To be fair the language is very pleasant to work with if you're a beginner, because the compiler seems to have been built around the concept of giving the most helpful (and polite!) messages possible.
Never have I ever had a compiler tell me to "consider" changing some type declaration, because maybe, just maybe I was probably intending to do what it suggests all along.
Also generally things you didn't write still compile and run. This is not a given in e.g. C/C++.
> the compiler seems to have been built around the concept of giving the most helpful (and polite!) messages possible.
I can't confirm that. I have already ran into compiler bugs and very very unhelpful error messages and I haven't really done that much in the language.
There was another one, but I can't find the issue for it. I asked in IRC about it and it was fixed by adding &* before an expression. I didn't understand why ...
The &* thing is due to Deref coercions. The deference operator is a trait (Deref), which has an associated type that it dereferences to. This lets you do nice things, like dereference a Box<T> to just a T, and let the Box implementation figure out how to get you there. (It's also used on method calls using .)
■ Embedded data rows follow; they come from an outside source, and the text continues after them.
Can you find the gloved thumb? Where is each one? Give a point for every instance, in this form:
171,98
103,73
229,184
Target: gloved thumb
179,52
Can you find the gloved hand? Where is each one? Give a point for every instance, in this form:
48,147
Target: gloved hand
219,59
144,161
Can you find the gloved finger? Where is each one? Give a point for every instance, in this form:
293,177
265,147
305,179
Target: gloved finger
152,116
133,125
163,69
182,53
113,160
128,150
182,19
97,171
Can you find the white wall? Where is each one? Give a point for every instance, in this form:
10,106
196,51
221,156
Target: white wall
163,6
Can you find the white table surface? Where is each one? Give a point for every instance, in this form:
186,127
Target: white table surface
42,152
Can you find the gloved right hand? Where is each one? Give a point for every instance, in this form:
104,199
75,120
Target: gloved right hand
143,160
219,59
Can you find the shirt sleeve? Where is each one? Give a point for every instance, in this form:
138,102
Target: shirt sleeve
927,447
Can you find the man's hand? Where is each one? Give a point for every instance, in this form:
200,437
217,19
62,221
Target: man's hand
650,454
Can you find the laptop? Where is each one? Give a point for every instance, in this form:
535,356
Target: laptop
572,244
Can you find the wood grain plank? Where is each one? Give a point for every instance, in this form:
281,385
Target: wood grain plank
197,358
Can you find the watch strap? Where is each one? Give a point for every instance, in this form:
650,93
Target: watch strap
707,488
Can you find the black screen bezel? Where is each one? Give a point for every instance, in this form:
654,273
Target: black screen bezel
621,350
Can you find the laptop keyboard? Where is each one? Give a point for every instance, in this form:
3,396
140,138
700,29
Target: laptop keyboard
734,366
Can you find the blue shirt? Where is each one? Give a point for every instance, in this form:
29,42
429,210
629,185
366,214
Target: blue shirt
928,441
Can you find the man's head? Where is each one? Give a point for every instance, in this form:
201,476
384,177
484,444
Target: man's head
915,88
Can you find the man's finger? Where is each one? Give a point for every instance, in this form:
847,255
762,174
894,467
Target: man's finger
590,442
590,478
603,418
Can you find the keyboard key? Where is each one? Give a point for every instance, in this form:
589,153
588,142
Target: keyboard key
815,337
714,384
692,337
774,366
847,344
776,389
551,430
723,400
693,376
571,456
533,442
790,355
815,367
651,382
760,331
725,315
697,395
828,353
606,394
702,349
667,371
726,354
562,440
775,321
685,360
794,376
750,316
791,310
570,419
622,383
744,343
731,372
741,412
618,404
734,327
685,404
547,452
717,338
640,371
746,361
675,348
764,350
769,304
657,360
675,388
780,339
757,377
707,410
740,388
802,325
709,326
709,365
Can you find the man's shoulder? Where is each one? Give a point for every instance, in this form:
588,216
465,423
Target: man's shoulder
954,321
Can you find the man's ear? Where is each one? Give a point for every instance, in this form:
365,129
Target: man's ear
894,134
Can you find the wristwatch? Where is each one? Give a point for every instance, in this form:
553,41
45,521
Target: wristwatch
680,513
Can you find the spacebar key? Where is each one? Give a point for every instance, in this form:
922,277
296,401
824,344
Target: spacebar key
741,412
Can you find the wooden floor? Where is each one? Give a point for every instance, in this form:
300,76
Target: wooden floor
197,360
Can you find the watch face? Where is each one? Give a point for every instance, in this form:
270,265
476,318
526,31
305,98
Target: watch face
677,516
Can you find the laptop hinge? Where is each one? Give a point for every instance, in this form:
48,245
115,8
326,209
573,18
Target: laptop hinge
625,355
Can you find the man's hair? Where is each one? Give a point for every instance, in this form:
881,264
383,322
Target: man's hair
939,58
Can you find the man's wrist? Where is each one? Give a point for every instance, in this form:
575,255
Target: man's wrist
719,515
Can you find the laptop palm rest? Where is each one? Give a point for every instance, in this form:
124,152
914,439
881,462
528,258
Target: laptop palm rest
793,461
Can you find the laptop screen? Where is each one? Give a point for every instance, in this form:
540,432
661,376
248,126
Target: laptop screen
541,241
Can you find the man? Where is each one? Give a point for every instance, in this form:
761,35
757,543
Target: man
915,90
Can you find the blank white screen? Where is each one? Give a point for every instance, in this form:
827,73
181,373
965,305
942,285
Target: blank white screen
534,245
What you have is a reference to a type with a Deref-coercion to the type you want, but the compiler won't coerce under the reference for you, so you have to dereference and then reference it again, and then type inference can work out that you wanted to reference the coerced type.
I mean, I've dropped in and out of the Ruby, Python, Javascript, Go, Clojure, Elixir etc communities and they all trying to be welcoming. It's kind of a given. It's rare to find the language community that isn't welcoming, and I think you'll find even that the most stubborn (lisp, Haskell) are very happy to have you and very happy to help new users.
You probably have an argument that they are doing something different and right, but how markedly different is it really?
I agree that most programming communities are friendly and open.
I can't help but notice that the same communities that have the reputation for being prickly are the ones that have the largest influx of people who come stomping in to the community, and one way or another try to turn the conversation to why everything the community is doing is wrong and stupid and how everything the community is doing needs to immediately be rewritten in accordance with their unambiguously correct opinions, even though they just joined the multi-year party ten minutes ago.
No, I do not have some particular community in mind that I'm coyly not specifying when I say that; it is a pattern I've observed across quite a few communities.
Never have I ever had a compiler tell me to "consider" changing some type declaration, because maybe, just maybe I was probably intending to do what it suggests all along.
Also generally things you didn't write still compile and run. This is not a given in e.g. C/C++.